Film Review | Ex Machina
In his formidable directorial debut, screenwriter Alex Garland crafts a modern parable of the information age with this meticulously designed sci-fi thriller. Erotically charged by a star-making performance from Alicia Vikander as Ava, an AI-enabled robot, the film avoids femme fatale and monster movie tropes, instead making the character a source of sympathy. Oscar Isaac plays, with signature gravitas, her Frankensteinian creator, Nathan, a genius search engine maven using data analytics to replicate the human mind. Rounding out the compact cast is a spot-on Domhnall Gleeson as the gifted but naive techie recruited to test Ava's ability to pass for human via a week-long Turing test. It is the trio's daily interactions within the confines of a sequestered research facility that expose each individual's true nature.
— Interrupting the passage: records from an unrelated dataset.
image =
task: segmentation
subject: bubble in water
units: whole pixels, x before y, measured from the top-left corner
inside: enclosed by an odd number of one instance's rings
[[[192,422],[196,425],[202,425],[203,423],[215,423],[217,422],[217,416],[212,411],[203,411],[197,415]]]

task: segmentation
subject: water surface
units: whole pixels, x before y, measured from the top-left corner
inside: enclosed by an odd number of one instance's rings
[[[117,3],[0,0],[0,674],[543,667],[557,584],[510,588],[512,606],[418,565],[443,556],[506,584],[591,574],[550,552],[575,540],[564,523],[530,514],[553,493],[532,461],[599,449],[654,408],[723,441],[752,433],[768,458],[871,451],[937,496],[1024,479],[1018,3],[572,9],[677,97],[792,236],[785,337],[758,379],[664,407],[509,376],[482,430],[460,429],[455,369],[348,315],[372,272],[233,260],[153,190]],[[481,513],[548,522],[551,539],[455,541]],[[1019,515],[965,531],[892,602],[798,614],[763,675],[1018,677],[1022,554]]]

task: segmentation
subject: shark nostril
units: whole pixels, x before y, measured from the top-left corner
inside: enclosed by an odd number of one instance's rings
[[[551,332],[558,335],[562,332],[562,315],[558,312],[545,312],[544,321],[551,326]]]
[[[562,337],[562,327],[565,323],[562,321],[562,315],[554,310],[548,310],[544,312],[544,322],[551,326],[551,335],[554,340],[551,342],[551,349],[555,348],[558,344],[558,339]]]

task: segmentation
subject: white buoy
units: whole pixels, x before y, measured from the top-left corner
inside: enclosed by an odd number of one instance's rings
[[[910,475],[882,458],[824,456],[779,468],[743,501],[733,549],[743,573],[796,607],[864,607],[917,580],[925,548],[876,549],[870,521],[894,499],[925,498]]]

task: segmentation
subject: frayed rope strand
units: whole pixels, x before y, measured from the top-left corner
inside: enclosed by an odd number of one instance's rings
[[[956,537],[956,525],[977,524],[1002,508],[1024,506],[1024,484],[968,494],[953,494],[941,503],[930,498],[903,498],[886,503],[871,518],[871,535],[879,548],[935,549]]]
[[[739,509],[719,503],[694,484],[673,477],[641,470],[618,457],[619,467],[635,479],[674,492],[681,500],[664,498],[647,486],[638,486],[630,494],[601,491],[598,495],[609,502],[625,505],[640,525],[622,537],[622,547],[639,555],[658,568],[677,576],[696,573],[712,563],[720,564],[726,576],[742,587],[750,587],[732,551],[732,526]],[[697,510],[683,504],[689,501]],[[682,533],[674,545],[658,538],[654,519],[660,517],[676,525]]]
The characters' dialogue, which drives much of the film, is by turns heady with biotechnological jargon, darkly comic through Nathan's booze-splashed barbs toward his slightly less brilliant mentee, and tragically ironic, as Ava reflects on possessing immense talents while she remains hidden from an outside world that might champion them. These conversations, along with the physical staging of the actors therein, are rife with sexual implications - a running commentary on the permanence of lust in the digital realm. Further enhancing the sense of isolation are intercut shots of the compound's unsullied natural surroundings, continuous reminders that any aid is a distant helicopter flight away.
As the traditional hero, villain and damsel roles begin to shift within the group, we retroactively question each player's actual motivation. It's the film's delight in subverting expectations that commands audience attention through the pull-no-punches finale, which is at once ruthless and hopeful. In providing his cast an engaging script not without its share of twists, and one wide open to interpretation, Garland constructs a fascinating and acute vision of the near future.